10321 Christmas Drive in Huntington Beach.
Nevaeh Re 1 is at 10321 Christmas Drive in Huntington Beach.
(Photo by Scott Smeltzer / Daily Pilot)

After learning about the lawsuit, Lacy said the tenant would be gone by the end of this month.

Rise Above Recovery did not return a call seeking comment.

Residents in some areas have complained that sober-living homes have negative effects on neighborhood noise, parking and safety, but Gates said the issue isn’t where the facilities are but whether they’re licensed.


Huntington Beach has about 100 sober-living homes, of which 50 to 75 are illegal, Gates said.
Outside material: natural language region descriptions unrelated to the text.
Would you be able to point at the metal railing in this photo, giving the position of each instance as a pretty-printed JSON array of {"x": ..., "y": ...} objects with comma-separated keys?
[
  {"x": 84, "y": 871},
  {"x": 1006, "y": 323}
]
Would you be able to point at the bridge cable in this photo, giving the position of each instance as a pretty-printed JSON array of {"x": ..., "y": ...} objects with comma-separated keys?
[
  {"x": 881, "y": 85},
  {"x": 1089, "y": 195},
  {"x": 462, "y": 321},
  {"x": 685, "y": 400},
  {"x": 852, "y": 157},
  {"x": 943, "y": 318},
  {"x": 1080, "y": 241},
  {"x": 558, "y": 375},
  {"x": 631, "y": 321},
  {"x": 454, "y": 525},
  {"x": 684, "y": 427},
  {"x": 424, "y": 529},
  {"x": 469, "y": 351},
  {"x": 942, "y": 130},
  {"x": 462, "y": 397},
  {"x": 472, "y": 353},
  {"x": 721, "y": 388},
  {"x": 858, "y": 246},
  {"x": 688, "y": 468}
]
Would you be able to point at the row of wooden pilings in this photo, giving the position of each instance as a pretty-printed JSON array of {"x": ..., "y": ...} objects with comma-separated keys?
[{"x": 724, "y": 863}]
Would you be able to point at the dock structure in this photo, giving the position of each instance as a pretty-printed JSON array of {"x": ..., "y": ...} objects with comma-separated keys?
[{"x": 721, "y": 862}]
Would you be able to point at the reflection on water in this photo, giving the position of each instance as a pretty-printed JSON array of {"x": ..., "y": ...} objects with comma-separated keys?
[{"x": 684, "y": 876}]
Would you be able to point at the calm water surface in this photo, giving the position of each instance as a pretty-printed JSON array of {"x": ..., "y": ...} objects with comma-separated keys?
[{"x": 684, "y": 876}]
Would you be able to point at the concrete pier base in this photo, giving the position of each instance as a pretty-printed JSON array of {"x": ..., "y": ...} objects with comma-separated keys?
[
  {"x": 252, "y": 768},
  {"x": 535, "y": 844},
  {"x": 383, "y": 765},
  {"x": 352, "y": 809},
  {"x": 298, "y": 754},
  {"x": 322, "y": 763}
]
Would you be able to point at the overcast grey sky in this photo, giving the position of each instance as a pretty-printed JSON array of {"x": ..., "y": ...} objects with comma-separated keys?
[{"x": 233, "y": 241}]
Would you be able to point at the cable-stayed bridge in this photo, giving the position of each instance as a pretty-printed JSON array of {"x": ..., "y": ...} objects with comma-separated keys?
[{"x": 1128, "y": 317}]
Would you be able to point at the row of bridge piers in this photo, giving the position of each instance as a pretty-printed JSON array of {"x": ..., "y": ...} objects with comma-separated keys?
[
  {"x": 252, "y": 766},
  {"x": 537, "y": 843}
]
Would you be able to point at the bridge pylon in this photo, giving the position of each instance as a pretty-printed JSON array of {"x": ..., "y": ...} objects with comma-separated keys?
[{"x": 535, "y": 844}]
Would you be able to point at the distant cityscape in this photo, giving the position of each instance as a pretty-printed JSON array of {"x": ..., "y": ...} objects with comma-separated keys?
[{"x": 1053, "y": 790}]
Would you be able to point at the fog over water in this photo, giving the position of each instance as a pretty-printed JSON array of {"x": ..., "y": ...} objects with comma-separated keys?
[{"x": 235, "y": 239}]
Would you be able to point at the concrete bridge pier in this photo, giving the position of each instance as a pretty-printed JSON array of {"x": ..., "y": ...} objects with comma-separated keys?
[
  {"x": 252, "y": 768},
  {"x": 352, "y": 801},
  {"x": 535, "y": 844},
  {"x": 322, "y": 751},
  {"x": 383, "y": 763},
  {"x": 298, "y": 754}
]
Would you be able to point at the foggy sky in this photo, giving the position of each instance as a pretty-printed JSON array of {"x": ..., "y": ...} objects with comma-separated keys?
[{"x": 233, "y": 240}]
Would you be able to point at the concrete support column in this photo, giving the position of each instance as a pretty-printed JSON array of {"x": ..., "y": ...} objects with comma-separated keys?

Gates said illegal businesses are selected for legal action based on the highest number of neighborhood complaints. City code enforcement officers research the businesses in question while Gates works with the district attorney’s office to determine which to sue.

On Tuesday, the Orange County Board of Supervisors voted 3-0 to give initial approval to Rackauckas’ proposed ordinance to require private alcohol and drug abuse programs in the county’s unincorporated areas to register each year with the Orange County Health Care Agency.

Supervisors Shawn Nelson and Todd Spitzer, who is running against Rackauckas for the district attorney seat in the November election, abstained.

The ordinance would require programs to identify their locations, owners and affiliated programs and facilities. By creating a roster, consumers and the public could make informed decisions, protect patients from conflicts related to their care and help prevent billing fraud, according to the proposal.

Spitzer said in a statement that the ordinance doesn’t go far enough because it duplicates a 2005 state law requiring facilities to register. He also objected that cities weren’t included and a cost analysis wasn’t provided for taxpayers.

But the ordinance is only a starting point, according to Susan Kang Schroeder, chief of staff for the district attorney’s office.

If programs register, she said, it could help weed out insurance fraud because the registration would list all of a program’s affiliations.

The goal is to encourage cities to pass their own ordinances so they can “pick up where the county cannot” instead of going through a criminal process, she added.

The Board of Supervisors will consider final adoption of the ordinance Oct. 30.